New Zealand's economy grew 0.6 per cent in the first three months this year, according to a Reuters survey.
The pace of the recovery slowed as the drought weighed on dairy output and the housing market was subdued.
Still, the data is expected to support the kiwi, which gained against the greenback after the Federal Open Market Committee was more downbeat about America's economic recovery and sapped demand for the world's reserve currency.
"GDP will be the game-changer - we're expecting 0.5 per cent growth, but if it goes a few points either way there should be a response" from currency markets, said David Bell, head of markets New Zealand at Commonwealth Bank of Australia.
"The kiwi touched on a key level, just above 71.61 US cents, and is looking to push on through the longer it stays there."
Traders will be keeping an eye on the Australian Labor Party's leadership vote this morning, after Deputy Prime Minister Julia Gillard challenged Kevin Rudd for the top job amid strong opposition to the proposed super-tax on mining.
The kiwi rose to 71.27 US cents from 70.85 cents yesterday, and gained to 68.42 on the trade-weighted index of major trading partners' currencies from 68.16. It was little changed at 64.04 yen from 64.02 yen yesterday, and advanced to 81.57 Australian cents from 81.27 cents.

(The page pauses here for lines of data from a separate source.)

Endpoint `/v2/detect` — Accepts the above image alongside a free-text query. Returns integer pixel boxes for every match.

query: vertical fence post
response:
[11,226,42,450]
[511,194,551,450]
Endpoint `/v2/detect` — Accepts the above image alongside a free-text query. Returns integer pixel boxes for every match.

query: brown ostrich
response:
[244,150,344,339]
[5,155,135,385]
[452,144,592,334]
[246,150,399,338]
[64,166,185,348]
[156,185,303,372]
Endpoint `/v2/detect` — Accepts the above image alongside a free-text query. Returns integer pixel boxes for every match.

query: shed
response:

It was up to 57.88 euro cents from 57.67 cents yesterday, and climbed to 47.66 pence from 47.50 pence. Bell said the currency may trade between 71.25 US cents and 71.50/72 cents today, with the GDP data and the Australian leadership coup likely to give the kiwi its direction.
New Zealand's current account deficit was smaller than forecast at 2.4 per cent of GDP, or an annual $4.46 billion, government data showed yesterday, helping underpin support for the kiwi in downbeat trading sessions in London and New York.